Cara Norris.
Cara Norris, Head of Growth and Partnerships, Social Soup
The ACCC recently fined Hismile $138,600 for product claims the regulator considered misleading and for posting social media videos in which employees posed as random shoppers. It’s understandable that the temptation is for headlines to focus on the punishment itself or the brand trust Hismile has destroyed, but this would obscure the biggest thing Hismile got wrong. The fine won’t move the needle for a brand of their size, but faking community endorsement is bad marketing strategy even before the regulator or your customers find out.
Hismile’s employees performing as strangers on camera might have added a veneer of authenticity on their own platforms, but every one of those videos was a missed opportunity to do the thing that actually builds brands on social platforms. Real creators bring real communities with them. They carry reach and trust into niches at a scale, speed and efficacy that most brands’ own channels can ever achieve. When Hismile worked with real creators in its early days, it was tapping into hundreds of trusted voices reaching their own unique, trusted communities to start a flywheel of influence that built a $20,000 startup into a global brand.
This is the same mistake showing up across the industry in different forms, think fake AI-generated product reviews or brands creating synthetic podcast episodes to game search rankings. All of it comes from the same misunderstanding: that the value of social and creator marketing is what appears on the platform and in the brand’s owned channels. The value is the real people and real communities behind the content: people who have their own audiences, credibility and reasons for recommending something. Strip all that away and you’re left with content that might look right but travels nowhere: a tempting shortcut that delivers less than doing it properly would have.
The creator economy in Australia is heading past $1 billion in spend this year. Brands are reallocating budgets into creator programs because the evidence says those programs drive awareness, consideration and conversion. To be clear, there is still an exchange of money when creators are approached to work with brands, but the disclosure of this has become common practice and the communities built around influencers are not deterred. This is because creators carefully build trust with their audience over time and carefully curate the deals they accept.

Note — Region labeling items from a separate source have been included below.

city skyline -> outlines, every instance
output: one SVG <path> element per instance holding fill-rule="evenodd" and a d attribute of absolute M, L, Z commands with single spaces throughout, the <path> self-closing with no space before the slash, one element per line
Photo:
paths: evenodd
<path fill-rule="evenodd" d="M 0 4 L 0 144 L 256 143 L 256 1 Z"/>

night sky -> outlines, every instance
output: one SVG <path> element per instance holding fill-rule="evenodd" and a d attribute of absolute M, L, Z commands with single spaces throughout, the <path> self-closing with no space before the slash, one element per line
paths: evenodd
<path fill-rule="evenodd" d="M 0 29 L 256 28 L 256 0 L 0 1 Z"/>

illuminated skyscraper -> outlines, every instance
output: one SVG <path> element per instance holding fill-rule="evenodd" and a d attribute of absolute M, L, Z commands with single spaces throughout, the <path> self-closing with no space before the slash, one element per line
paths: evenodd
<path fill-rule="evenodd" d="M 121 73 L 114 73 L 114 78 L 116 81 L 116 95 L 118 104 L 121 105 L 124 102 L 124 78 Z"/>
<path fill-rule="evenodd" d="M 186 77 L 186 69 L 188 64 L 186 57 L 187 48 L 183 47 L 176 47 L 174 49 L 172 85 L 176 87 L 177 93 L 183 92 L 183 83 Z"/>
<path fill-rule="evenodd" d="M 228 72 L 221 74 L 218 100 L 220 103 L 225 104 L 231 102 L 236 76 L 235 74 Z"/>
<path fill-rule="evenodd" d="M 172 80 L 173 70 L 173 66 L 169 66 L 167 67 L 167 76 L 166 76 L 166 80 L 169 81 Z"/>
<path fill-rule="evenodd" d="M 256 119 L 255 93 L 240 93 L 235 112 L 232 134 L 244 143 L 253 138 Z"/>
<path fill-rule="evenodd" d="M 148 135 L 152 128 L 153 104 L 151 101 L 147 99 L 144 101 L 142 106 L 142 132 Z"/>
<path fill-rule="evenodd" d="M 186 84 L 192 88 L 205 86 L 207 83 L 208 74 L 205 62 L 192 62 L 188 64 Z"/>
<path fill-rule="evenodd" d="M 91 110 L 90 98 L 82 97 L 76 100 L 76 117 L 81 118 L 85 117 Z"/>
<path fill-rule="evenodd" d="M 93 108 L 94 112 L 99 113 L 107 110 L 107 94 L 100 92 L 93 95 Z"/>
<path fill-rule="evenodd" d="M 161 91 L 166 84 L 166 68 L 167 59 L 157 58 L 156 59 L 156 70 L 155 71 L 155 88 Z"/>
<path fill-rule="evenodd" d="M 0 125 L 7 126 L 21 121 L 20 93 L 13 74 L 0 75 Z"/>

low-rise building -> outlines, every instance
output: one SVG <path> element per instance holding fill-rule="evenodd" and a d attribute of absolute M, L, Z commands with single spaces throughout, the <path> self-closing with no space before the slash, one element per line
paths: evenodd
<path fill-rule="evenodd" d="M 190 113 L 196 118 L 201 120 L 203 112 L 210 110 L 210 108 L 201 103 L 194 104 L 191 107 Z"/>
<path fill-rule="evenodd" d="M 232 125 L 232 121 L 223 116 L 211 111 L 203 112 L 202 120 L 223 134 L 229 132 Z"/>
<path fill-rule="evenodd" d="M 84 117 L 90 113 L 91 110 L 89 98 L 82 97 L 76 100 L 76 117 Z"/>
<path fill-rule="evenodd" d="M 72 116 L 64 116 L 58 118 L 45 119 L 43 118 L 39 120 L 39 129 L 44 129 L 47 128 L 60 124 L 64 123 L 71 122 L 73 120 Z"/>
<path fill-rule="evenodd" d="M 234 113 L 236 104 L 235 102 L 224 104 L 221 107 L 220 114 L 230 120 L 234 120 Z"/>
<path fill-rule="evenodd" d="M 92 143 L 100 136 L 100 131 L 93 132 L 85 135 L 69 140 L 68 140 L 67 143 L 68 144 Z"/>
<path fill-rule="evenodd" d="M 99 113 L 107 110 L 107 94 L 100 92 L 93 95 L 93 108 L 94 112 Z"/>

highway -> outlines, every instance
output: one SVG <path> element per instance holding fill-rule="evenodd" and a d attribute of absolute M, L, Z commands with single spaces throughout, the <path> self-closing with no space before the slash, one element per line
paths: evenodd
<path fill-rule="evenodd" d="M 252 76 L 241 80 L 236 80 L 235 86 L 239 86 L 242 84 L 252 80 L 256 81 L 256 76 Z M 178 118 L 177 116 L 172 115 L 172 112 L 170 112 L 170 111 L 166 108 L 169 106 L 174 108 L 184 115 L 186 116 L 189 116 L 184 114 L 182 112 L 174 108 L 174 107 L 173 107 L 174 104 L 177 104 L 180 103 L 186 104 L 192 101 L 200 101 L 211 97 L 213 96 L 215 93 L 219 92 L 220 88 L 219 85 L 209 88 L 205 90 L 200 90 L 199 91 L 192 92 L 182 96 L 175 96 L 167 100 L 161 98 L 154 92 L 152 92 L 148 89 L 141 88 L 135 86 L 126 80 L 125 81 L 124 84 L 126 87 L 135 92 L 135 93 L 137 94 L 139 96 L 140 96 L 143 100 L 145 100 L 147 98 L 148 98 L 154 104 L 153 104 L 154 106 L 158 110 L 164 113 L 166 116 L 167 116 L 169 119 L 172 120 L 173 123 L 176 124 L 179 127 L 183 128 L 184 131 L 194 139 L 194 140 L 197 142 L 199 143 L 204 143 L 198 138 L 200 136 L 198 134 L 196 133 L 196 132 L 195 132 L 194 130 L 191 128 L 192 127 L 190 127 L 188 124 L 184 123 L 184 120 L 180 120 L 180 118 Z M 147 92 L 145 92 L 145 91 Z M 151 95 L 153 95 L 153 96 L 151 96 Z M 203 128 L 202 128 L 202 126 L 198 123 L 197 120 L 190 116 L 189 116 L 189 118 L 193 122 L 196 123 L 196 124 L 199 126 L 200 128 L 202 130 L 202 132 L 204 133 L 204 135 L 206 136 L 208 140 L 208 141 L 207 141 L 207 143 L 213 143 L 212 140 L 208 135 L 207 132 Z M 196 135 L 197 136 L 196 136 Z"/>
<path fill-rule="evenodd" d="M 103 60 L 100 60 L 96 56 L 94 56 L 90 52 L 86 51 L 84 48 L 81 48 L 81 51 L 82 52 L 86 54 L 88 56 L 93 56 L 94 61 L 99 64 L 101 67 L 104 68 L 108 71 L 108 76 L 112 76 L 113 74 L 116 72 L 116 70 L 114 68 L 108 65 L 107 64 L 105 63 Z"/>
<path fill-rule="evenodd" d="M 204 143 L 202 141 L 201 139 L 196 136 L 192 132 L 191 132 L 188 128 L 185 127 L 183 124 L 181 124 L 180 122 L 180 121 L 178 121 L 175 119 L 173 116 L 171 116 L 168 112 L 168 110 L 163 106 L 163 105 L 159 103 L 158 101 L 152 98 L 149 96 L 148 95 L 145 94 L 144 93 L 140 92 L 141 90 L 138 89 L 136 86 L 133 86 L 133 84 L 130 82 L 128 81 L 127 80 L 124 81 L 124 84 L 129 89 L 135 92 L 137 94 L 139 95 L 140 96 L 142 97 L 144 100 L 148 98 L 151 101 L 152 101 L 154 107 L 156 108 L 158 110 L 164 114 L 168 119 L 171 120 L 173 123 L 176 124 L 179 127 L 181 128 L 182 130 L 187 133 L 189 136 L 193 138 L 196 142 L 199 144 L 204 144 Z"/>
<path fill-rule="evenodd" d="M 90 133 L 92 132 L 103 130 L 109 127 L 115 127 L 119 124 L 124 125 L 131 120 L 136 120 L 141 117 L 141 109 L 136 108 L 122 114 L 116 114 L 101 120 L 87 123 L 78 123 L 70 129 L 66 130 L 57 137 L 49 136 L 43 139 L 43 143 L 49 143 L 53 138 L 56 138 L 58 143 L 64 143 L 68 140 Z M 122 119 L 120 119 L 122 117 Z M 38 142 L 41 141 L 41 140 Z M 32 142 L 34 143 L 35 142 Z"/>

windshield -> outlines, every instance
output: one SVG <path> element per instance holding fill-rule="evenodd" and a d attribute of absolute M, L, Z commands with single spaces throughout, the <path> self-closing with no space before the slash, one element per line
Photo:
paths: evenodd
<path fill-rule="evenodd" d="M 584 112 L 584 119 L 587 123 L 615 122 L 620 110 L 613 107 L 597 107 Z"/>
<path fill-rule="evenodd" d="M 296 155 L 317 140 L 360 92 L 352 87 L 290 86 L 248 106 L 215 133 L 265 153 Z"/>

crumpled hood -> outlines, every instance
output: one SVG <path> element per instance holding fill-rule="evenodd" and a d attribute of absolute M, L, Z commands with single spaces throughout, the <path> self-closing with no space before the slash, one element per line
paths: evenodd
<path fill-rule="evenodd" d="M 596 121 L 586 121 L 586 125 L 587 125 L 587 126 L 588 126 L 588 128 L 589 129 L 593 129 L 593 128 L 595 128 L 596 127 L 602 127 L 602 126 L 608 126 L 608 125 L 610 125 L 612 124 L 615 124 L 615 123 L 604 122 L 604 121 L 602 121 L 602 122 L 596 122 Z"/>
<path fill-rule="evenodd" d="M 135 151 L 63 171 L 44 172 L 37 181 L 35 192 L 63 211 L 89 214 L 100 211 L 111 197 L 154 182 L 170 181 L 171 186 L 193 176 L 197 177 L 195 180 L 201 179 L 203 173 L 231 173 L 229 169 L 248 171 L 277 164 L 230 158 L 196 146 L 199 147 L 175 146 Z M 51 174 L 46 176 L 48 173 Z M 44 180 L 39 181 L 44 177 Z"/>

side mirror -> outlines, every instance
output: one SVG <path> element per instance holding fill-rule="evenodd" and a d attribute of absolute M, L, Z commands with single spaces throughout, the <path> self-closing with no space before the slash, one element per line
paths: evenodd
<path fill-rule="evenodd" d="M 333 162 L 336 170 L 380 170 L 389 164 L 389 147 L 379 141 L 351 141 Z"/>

Creators depend on this trust to grow and protect their brand, it’s also what makes real creators so effective at delivering content that moves units. Social Soup's own research shows that 51% of creators have walked away from a brand deal they felt was inauthentic. The ACCC has been building toward policing authenticity on social platforms for three years, but audiences are better at sensing when something feels off than any regulator.
It’s easy to let the pressure to produce more content at greater volume override the discipline that makes the content valuable. This is the pressure every brand working in creator marketing is facing as the category grows. The temptation to take shortcuts will only get stronger as budgets increase and expectations rise. The key is to remember the shortcut costs more than it saves, well before the brand damage of breaking trust with your audience.
Hismile's growth remains one of the best arguments for the commercial power of working with real people. Their ACCC action is an own goal on top of a strategy that was already underperforming compared what could have been. Every video featuring an employee pretending to be a stranger could have featured a real creator reaching a real audience. The fine will pass and the headlines will fade. The reach, advocacy and community creators would have delivered is value Hismile will never collect.